With limited therapies capable of prolonging survival for myelodysplastic syndrome (MDS) patients, investigators at Vanderbilt University Medical Center are weighing the impact of an alternative approach, especially in cases involving TP53 mutations.
These mutations have been recognized as an independent prognostic factor for poor survival and outcomes, especially compared to those with wild-type TP53 status.
The Vanderbilt team was part of a nationwide investigation of ASTX727, an oral, fixed-dose combination of decitabine and the cytidine deaminase inhibitor cedazuridine, that has pharmacokinetic equivalence to standard intravenous decitabine. They examined rates of overall survival (OS) and leukemia free-survival (LKF), as well as evidence of TP53 mutation.
The new results indicated the potential utility of this oral hypomethylating agent in patients with MDS harboring a TP53 mutation.
“These data support considerable therapeutic utility of oral ASTX727 in the treatment of patients with MDS,” said Michael R. Savona, M.D., a professor of medicine and cancer biology at Vanderbilt whose research focuses on novel therapeutic approaches to MDS. He led the work and presented the results at the American Society of Hematology Annual Meeting in December 2022 in New Orleans.
The ASCERTAIN Trial
This post-hoc analysis of the ASCERTAIN trial examined the mutational profile of patients and its impact on key treatment outcomes, including OS and LFS. In the study, the population of patients harboring a TP53 mutation (44 of 125 patients) was characterized by allelic status: 14 had biallelic mutations and 30 had monoallelic mutations lacking other chromosomal deletions.
The median OS was 25.5 months in patients with MDS with a TP53 mutation treated with ASTX727, compared to 33.7 months in patients with wild-type TP53 status.

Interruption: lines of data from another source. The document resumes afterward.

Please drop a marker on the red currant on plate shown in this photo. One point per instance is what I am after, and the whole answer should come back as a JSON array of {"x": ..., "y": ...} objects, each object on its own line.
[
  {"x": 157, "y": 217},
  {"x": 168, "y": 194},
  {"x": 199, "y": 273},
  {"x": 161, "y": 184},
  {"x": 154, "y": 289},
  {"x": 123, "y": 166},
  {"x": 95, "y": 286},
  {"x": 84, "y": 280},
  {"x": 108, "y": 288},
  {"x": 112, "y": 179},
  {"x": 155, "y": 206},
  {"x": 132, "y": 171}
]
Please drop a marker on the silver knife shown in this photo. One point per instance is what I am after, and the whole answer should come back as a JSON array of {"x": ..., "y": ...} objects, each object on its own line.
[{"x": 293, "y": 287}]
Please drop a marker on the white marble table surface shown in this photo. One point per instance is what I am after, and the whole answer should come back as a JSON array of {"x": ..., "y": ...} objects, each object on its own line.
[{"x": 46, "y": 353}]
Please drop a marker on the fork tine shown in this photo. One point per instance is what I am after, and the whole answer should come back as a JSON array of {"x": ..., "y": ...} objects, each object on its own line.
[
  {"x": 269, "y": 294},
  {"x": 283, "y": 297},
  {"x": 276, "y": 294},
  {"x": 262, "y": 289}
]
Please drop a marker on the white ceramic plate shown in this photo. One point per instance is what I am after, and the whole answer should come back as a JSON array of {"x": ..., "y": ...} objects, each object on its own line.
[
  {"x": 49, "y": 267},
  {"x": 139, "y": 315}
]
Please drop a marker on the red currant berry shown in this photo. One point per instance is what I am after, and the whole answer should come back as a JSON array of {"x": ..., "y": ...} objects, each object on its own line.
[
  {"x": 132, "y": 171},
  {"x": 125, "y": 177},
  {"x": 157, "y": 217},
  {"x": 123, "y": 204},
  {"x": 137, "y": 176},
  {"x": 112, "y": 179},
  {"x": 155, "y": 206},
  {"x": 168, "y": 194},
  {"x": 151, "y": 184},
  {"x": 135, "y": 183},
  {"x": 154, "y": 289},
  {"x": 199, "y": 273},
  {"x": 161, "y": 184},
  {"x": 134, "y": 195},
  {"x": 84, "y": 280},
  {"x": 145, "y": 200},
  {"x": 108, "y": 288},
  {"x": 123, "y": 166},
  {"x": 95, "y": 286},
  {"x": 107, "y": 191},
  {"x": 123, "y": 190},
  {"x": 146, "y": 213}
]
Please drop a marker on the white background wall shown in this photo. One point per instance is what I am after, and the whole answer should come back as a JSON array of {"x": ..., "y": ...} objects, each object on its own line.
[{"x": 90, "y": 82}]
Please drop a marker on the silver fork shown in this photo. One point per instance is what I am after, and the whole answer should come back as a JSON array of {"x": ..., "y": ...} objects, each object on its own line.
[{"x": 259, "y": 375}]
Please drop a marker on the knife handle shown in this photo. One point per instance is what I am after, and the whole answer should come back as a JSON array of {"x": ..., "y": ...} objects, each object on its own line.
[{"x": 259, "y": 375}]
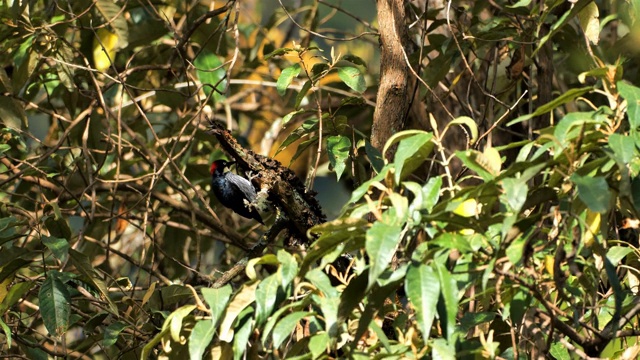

When looking at allelic status, the median OS in patients with biallelic mutations treated with ASTX727 was 13.0 months verses 29.2 in those with monoallelic mutations, emphasizing the impact of TP53 mutation on survival in MDS.
“MDS patients with mutated TP53 are of particular interest, given the typically poor outcomes and lack of suitable treatment,” Savona said. “This analysis supports the emerging hypothesis that a higher burden of mutant TP53 cells denotes poorer risk, but also reveals that the fixed-dose combination of ASTX727 may serve as a reasonable option in these patients, given the dismal expected survival with previous standards of care.”
“Higher burden of mutant TP53 cells denotes poorer risk, but the fixed-dose combination of ASTX727 may serve as a reasonable option in these patients.”
Unmet Need Remains
Despite these promising results, a significant unmet need remains for patients with MDS, particularly for those with mutations that typically don’t respond well to existing treatment, which is why Savona and his team were encouraged by what they saw in ASCERTAIN.
“Oral delivery of decitabine alleviates the significant burden of five days of monthly IV infusions for patients, who may continue to benefit from the drug for several months or even years,” Savona said.
He also acknowledged that the study had limitations. Notably, the limited number of patients with TP53 mutations and the post-hoc nature of the analysis constrain the generalizability of the findings. Nevertheless, they provide important information in a growing body of literature showing the association between ASTX727 and improved survival outcomes, Savona said.
Savona and his team are conducting additional research to assess the utility of this novel oral therapy as a treatment option for MDS patients. Investigations of combinations of ASTX727 with other novel agents are also being led by Vanderbilt researchers in ongoing trials.
Savona hopes that these results will help increase awareness of available treatments among patients and within the medical oncology community.